In the absence of that discussion council will turn to the Whistler 2020 document and decide whether something like the university proposal fits the descriptions of success. Similarly, the Whistler U proponents have cited the Whistler 2020 descriptions of success that they feel they meet. A statement from the Whistler U website:
"Whistler U's concept will serve the Resort in three primary ways. The first is to serve the local population by providing programming that addresses the needs of the local population base including unique approaches for First Nations students. The second is to meet the objectives of Whistler's 2020 Plan by creating a world class learning campus that will specifically address both the five priorities in the vision and the eight success descriptors in the learning strategy. The third is to bring a much needed secondary industry to the resort that will contribute to a sustainable future in an environmentally friendly manner."

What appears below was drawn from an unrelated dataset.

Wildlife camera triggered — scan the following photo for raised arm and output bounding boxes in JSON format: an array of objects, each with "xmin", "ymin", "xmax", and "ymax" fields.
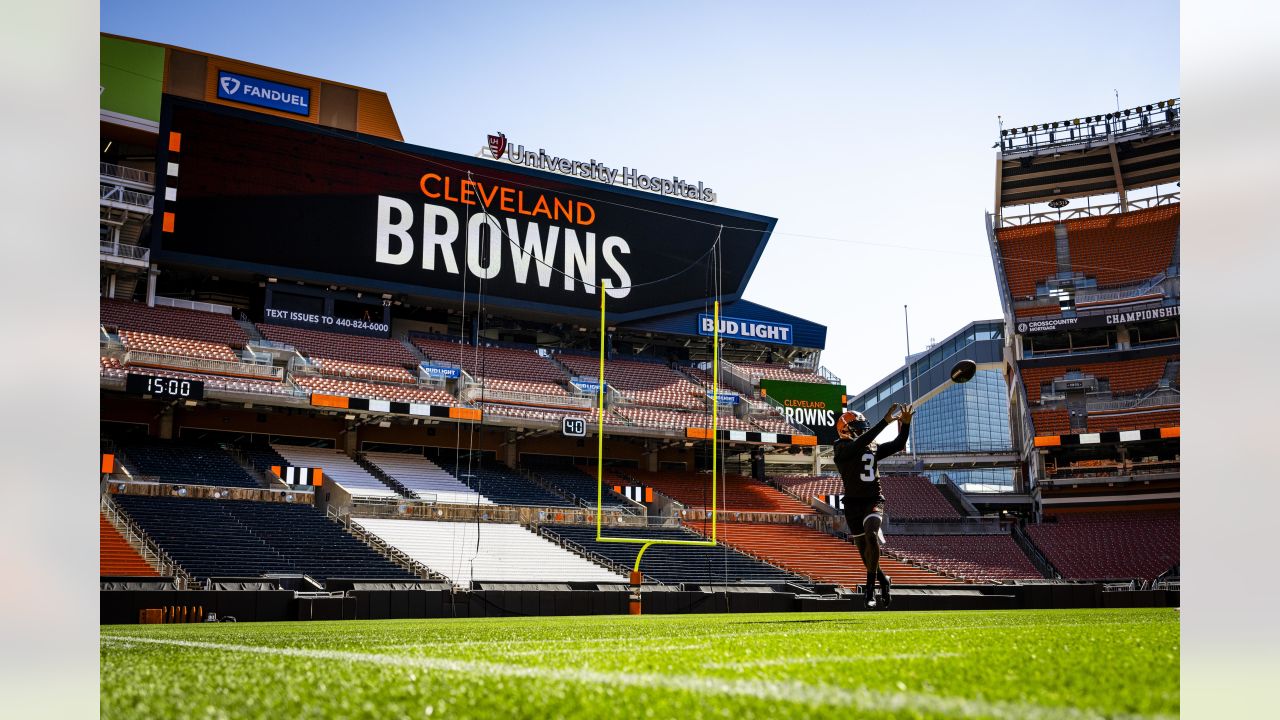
[{"xmin": 875, "ymin": 405, "xmax": 914, "ymax": 459}]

Contrastingly, former mayor Melamed — an authority on Whistler 2020 and strong proponent of it — felt Whistler U didn't measure up to Whistler's descriptions of success. These conflicting interpretations are why a fuller discussion is needed.
It is ultimately council's job to respond to proposals in a timely manner and make these kinds of tough decisions. But at the moment it appears the fate of the Whistler U proposal will be made without the benefit of a larger, public discussion on the roll of education and economic diversification within Whistler and whether we're willing to trade further development to have them.